“It’s a big gamble,” assented Kettle, “and I wish I could say, ‘May the Lord defend the right!’ But I can’t, and you can’t, and, least of all, Shelf can’t. It’s a devil’s job anyway, and he don’t always stand by his men. The only thing is, even Nick can’t diddle my wife and kids out of the insurance I made for them; so, personally speaking, I don’t much care what happens. You go below to your room now, and get a caulk of sleep. You’ll want it. And, first, if you please, I’ll shake hands with you. We’ve never done it before, because a nod’s been enough other times; but this is different. You’re a decentish sort; and I fancy if that woman hadn’t meddled, you wouldn’t have been shipmates here with me to-night.”

They exchanged a quick handgrip, each looking rather ashamed of himself; and then Onslow went down the bridge ladder whistling, and Owen Kettle resettled himself on his camp-stool. When next they met, the tragedy of the Port Edes would have begun, and in it perhaps both would die by any out of ten violent deaths.

CHAPTER XII.
A DERELICTION.

Eight bells—midnight.

The look-out in the crow’s-nest forward chanted his last melancholy “All’s well!” and gave way to the relief from the next watch. He climbed down by the cleats in the iron mast, and went to the starboard door in the forecastle. Other men followed him, jumping like cats along the streaming decks; and others came a little later—dingy fellows with neckclouts like dishcloths, who went in at the port door; these last being the goats of shipboard, the firemen and trimmers, who were divided off from the more high-caste deck-hands by a fore-and-aft bulkhead.

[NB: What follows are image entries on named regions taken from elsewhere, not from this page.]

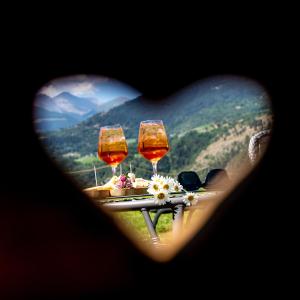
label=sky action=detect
[39,75,141,104]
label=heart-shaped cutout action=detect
[34,75,272,261]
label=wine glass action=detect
[98,124,128,176]
[138,120,169,175]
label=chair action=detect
[248,130,271,164]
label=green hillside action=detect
[40,77,271,187]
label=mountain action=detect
[40,78,271,187]
[98,97,130,112]
[41,78,270,154]
[35,92,129,131]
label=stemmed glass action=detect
[98,124,128,176]
[138,120,169,175]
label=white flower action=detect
[151,174,164,183]
[159,177,174,193]
[154,190,169,205]
[173,179,183,193]
[147,181,160,195]
[127,173,135,182]
[184,193,196,203]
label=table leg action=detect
[173,204,184,237]
[141,208,159,244]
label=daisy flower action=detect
[154,190,169,205]
[173,179,183,193]
[160,177,174,193]
[151,174,163,183]
[184,193,196,204]
[147,181,160,195]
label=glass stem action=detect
[152,161,157,175]
[111,166,117,176]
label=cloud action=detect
[40,81,96,98]
[39,84,61,98]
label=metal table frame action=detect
[101,195,217,244]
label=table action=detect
[98,192,219,245]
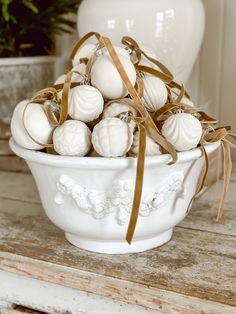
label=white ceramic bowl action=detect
[10,139,219,254]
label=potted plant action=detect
[0,0,80,123]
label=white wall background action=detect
[57,0,236,156]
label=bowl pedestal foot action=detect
[65,229,173,254]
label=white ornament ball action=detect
[53,120,91,156]
[68,85,104,122]
[139,46,159,70]
[72,44,97,66]
[91,55,136,99]
[54,63,85,85]
[92,118,133,157]
[11,100,53,150]
[142,75,168,112]
[129,131,161,156]
[162,112,202,152]
[102,102,137,132]
[181,96,195,107]
[103,46,130,59]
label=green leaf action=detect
[22,0,39,14]
[2,0,12,22]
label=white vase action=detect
[78,0,205,82]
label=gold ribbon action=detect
[23,32,236,240]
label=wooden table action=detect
[0,172,236,314]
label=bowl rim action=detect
[9,137,220,168]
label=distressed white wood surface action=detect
[0,271,159,314]
[0,172,236,314]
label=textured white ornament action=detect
[54,63,85,85]
[139,46,159,69]
[53,120,91,156]
[11,100,53,150]
[103,46,130,58]
[91,55,136,99]
[68,85,104,122]
[181,96,195,107]
[129,131,161,156]
[72,44,97,66]
[162,112,202,152]
[102,102,137,132]
[142,75,168,112]
[92,118,133,157]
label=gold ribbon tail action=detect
[126,124,146,244]
[216,139,232,221]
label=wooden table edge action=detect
[0,252,235,314]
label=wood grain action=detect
[0,173,236,314]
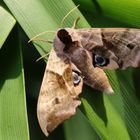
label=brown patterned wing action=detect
[54,29,113,94]
[67,28,140,69]
[37,49,83,136]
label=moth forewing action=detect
[37,49,83,136]
[54,29,113,94]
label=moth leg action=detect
[71,17,80,29]
[36,52,50,62]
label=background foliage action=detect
[0,0,140,140]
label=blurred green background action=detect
[0,0,140,140]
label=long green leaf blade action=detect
[0,2,16,49]
[0,26,29,140]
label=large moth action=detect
[37,28,140,135]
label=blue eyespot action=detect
[93,54,109,67]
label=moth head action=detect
[91,47,119,69]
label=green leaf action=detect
[0,2,16,49]
[0,25,29,140]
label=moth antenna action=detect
[36,52,50,62]
[71,17,80,29]
[28,31,56,43]
[28,38,53,44]
[60,5,80,28]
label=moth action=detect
[29,13,140,136]
[37,49,83,136]
[37,28,140,135]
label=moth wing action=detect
[37,49,83,136]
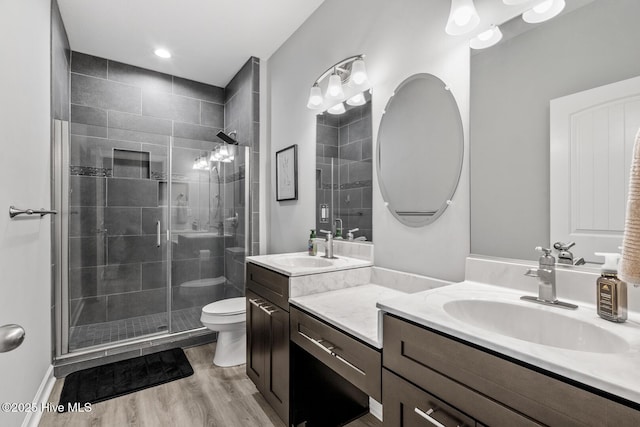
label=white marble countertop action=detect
[247,252,373,277]
[377,281,640,403]
[289,284,405,349]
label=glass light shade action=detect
[445,0,480,36]
[307,83,324,110]
[469,26,502,49]
[347,92,367,106]
[325,73,344,99]
[349,58,368,86]
[327,102,347,114]
[522,0,566,24]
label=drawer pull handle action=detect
[249,299,264,308]
[298,331,367,376]
[298,331,334,356]
[260,305,278,316]
[332,353,367,376]
[413,407,446,427]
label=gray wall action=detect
[51,1,71,360]
[69,52,228,332]
[268,0,469,280]
[470,0,640,259]
[0,0,52,426]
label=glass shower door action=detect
[169,139,248,332]
[63,121,170,351]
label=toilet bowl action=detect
[200,297,247,367]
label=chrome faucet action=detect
[334,218,343,237]
[520,246,578,310]
[320,230,336,259]
[553,242,585,265]
[347,228,360,240]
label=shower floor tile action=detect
[69,307,202,351]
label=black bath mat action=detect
[60,348,193,411]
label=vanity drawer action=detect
[382,369,476,427]
[290,306,382,402]
[383,314,640,426]
[247,262,289,311]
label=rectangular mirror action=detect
[316,98,373,241]
[470,0,640,259]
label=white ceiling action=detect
[58,0,323,87]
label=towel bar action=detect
[9,206,58,218]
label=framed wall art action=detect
[276,144,298,202]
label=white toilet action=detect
[200,297,247,367]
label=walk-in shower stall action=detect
[54,52,253,359]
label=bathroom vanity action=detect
[246,263,289,425]
[247,254,640,426]
[378,258,640,426]
[247,247,449,426]
[383,315,640,426]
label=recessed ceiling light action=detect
[153,48,171,59]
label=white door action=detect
[550,77,640,263]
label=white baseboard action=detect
[369,396,382,421]
[22,365,56,427]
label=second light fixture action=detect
[307,55,370,114]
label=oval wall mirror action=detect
[378,74,464,227]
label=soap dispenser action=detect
[595,252,627,323]
[309,228,318,256]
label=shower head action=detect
[216,130,238,145]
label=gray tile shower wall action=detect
[224,58,260,295]
[316,101,373,240]
[335,101,373,240]
[69,52,234,325]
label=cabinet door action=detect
[246,290,268,392]
[261,304,289,425]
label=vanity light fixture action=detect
[307,83,324,110]
[522,0,566,24]
[153,48,171,59]
[444,0,480,36]
[324,69,344,99]
[349,57,368,87]
[307,55,370,114]
[347,92,367,107]
[327,102,347,114]
[469,25,502,49]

The third mate and the quartermaster, too, from the upper bridge, were replaced by another quartermaster and another mate; and they also went to the places appointed for them, and the snores of their breathing soon rattled against the bunk coamings. Only two men on the Port Edes, who were not on the roster of duty, stood that windy morning’s first watch. Under the lee of the canvas shelter Captain Kettle sat huddled on his camp-stool in a style which no man could distinguish with certainty between wakefulness and sleep; and below in his room, which opened off the main cabin, and was next the treasure-chamber, Patrick Onslow was dabbling in something which the laws of nations would stigmatize as felony, and that of complex degree.

There were two berths in the room—the upper one against the window port, which he slept in, and the lower, which contained two spread-out portmanteaus. Beneath this last were drawers in which the captain’s steward kept table linen, disused corks, the carpet which the chart-house sported in harbor, and other articles of ship’s use. Onslow had two of these drawers out on the floor, and from the recess of their site had drawn two fine green-silk-covered wires.

He disentangled the coils, taking care to avoid a kink, and then unscrewed the porcelain switch which governed the room’s electric lamp. Beneath were certain pieces of metal embedded in vulcanite.

Patrick Onslow gave his arms a preliminary stretch, a bare wire terminus in each hand. His fingers were trembling, as whose would not have been in the same situation?